Genre: SF Noir/Political Thriller
Publication Date: 25/10/2018
In the not-too-distant future, Earth has colonised Mars. But not all is well between these two neighbours.
Hakan Veil is a genetically engineered human weapon, stuck on Mars and short on funds. Coerced into helping an Earth audit of the Martian colonies, he is tasked with protecting person-of-interest Madison Madekwe. But when he fails and Madekwe is abducted, Hakan must hunt down her kidnappers across the Red Planet.
As the search goes on, Veil discovers that he has not been told the whole truth, and there may just be more to the audit than a financial investigation . . .
Like many, I first became aware of Richard Morgan through the Netflix adaptation of Altered Carbon. So when I saw he had a new release out, I thought it was worth trying.
Unfortunately, Thin Air is a very frustrating book. There’s a lot to like about it, but it never quite seems to come together. Since this is largely a character-driven story, we’ll start with Veil.
I imagine (and hope) it would be hard for most readers to relate to Veil, being as he is a one man murderous horde. That’s not inherently a problem, but he does come off as one-dimensional, and lacking agency. Far too many of his discoveries during the infiltration come from other characters simply telling him things without any real motivation to do so. And his, admittedly unique method of interrogation – ask questions, have wild sex with witness/suspect, ask some more questions – leaves a lot to be desired.

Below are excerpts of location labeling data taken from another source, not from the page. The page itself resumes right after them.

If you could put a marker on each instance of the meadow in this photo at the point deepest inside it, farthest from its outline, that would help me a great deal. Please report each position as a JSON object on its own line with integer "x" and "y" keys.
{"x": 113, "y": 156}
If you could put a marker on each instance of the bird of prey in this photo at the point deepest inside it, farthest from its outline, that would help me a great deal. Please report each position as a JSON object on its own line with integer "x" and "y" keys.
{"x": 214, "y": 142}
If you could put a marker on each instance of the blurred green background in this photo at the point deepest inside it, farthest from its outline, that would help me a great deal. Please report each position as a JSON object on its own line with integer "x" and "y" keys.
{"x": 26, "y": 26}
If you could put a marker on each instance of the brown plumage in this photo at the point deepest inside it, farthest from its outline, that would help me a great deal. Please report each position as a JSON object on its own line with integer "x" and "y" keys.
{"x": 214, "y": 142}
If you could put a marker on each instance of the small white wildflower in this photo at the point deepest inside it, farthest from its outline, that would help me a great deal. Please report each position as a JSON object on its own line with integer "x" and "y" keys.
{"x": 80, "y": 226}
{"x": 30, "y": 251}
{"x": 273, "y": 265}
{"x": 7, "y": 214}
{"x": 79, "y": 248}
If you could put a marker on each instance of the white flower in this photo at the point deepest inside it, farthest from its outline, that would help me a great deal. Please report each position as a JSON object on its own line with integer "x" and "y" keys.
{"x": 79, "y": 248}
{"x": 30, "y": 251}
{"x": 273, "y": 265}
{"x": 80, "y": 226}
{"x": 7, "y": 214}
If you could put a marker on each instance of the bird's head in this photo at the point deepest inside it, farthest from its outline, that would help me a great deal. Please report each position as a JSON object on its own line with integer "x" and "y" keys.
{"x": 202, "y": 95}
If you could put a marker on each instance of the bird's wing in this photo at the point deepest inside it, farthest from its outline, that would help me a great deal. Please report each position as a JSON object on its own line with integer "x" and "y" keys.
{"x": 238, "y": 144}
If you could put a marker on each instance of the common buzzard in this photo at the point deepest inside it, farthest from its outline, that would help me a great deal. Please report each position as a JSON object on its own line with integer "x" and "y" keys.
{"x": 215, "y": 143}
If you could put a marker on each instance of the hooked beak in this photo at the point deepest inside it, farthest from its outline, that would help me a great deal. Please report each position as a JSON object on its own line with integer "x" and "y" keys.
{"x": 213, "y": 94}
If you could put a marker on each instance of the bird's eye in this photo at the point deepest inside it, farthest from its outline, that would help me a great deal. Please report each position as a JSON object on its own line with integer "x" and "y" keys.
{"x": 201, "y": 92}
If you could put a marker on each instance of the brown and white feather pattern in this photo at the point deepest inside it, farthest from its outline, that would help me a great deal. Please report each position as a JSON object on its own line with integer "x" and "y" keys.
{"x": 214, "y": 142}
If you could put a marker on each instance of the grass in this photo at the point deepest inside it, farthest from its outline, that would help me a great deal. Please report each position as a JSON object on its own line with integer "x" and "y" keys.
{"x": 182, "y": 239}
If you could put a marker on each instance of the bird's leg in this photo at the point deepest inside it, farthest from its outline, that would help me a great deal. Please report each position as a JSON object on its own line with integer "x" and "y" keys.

The plotting works fine, for the most part, though i do prefer my crime to be a little leaner and a lot tighter, but the divergences here by and large come together in the end. There’s a wonderful juxtaposition between the hardboiled Bradbury city scenes and the later, almost pulpy encounter with a religious sect out in the Martian wilds. The suspense and intrigue are both well-maintained, even if the eventual reveal is a little tired.
The scene that sticks in my mind most is from around the middle act, where Veil sneaks through an (obligatory) warehouse district, and reflects on various horrors and misbegotten experiments that are said to be trapped within. I can’t help but feel any one of those rumours would have made a novel more to my taste than the one I got.
Ultimately, Thin Air is stronger in its opening, noir-ish act, than once the plot really gets going. It is by no means a bad story, just not the one I wanted to read.